Longer nevirapine regimens may offer even greater benefits. Findings from the HPTN 046 study, co-funded by NIAID and other NIH institutes, suggest that giving breastfeeding infants of mothers living with HIV a daily dose of nevirapine for six months halved the risk of HIV transmission to the infants at six months of age compared with giving infants the drug daily for six weeks.

These and other studies contributed to WHO recommendations that can help prevent perinatal transmission while allowing women living with HIV in resource-limited settings to breastfeed their infants safely.

Identifying Optimal Strategies to Prevent Perinatal Transmission

In 2010, NIAID helped launch the PROMISE study, a multinational clinical trial that aims to determine the optimal antiretroviral regimen for reducing HIV transmission during pregnancy and breastfeeding and preserving the health of both mother and child. The study is being conducted in both high- and low-resource countries.

In late 2014, NIAID announced interim results from the PROMISE study. The findings strongly support the recommendation by WHO and most countries to provide a three-drug anti-HIV regimen to all pregnant women with HIV infection.

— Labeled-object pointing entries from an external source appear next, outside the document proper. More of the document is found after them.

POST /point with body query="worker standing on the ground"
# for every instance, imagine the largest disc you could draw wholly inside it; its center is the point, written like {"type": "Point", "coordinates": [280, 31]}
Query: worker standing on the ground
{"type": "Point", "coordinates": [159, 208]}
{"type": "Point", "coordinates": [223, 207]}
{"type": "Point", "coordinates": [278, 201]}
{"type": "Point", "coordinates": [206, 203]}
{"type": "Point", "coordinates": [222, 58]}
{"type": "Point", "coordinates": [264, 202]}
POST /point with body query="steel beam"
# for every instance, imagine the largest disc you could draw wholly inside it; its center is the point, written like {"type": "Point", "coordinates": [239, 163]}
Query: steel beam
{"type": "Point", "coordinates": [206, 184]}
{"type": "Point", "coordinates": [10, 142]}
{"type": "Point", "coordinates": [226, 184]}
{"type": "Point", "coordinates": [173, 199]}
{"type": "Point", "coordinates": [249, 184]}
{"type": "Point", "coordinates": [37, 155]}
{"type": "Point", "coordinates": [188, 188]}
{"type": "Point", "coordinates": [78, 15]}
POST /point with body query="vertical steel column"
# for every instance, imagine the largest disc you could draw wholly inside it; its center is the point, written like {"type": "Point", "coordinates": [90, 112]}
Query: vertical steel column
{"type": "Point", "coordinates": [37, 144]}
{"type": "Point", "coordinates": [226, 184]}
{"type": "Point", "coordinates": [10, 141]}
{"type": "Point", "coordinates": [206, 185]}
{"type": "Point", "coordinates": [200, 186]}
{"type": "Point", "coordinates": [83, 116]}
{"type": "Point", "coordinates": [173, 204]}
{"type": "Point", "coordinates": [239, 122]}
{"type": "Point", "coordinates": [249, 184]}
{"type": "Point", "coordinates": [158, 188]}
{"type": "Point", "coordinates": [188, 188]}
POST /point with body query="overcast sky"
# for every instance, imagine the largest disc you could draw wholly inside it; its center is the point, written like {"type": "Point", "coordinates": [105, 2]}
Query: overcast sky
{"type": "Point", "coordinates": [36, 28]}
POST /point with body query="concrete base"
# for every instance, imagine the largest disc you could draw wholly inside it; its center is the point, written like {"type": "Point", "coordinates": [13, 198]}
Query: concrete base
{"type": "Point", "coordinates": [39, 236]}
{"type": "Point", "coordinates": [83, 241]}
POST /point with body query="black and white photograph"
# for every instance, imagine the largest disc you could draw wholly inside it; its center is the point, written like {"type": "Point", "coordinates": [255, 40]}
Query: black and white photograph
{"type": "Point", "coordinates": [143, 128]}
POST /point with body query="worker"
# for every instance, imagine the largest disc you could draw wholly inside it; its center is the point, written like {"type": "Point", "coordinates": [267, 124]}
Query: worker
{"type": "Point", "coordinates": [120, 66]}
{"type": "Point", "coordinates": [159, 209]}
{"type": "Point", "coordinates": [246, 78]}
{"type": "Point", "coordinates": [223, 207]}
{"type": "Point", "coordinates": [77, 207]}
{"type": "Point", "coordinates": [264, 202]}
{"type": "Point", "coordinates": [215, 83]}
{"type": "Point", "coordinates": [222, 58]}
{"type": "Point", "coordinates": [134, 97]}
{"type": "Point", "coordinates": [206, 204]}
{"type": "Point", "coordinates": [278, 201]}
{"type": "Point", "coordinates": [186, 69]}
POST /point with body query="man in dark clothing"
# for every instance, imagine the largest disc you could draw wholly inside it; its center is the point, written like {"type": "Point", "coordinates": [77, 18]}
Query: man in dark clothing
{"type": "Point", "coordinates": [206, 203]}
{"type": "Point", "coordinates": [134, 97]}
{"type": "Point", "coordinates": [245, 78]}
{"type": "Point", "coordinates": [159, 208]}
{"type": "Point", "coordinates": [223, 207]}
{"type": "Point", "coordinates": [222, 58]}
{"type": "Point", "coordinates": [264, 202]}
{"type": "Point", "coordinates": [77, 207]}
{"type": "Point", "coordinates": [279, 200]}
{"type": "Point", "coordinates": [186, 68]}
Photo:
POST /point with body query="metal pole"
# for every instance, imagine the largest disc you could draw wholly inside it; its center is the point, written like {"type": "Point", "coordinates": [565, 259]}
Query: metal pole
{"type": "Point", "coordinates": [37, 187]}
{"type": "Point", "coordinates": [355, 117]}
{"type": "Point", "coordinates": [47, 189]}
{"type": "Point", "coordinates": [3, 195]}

PROMISE compared a regimen of zidovudine given as early as 14 weeks into the pregnancy, a single dose of nevirapine during labor, and two weeks of tenofovir and emtricitabine after delivery (part of the WHO “Option A” regimen) with giving women one of two triple antiretroviral drug regimens (part of the WHO “Option B and Option B+” regimens). Only 0.5 to 0.6 percent of infants whose mothers received the triple-drug combinations in Option B/B+ became infected with HIV, while 1.8 percent of infants whose mothers received Option A became infected.

The PROMISE study is ongoing, and NIAID continues to support and conduct research to identify the best ways to prevent perinatal HIV transmission while assuring the benefits of antiretroviral therapy for mother and baby.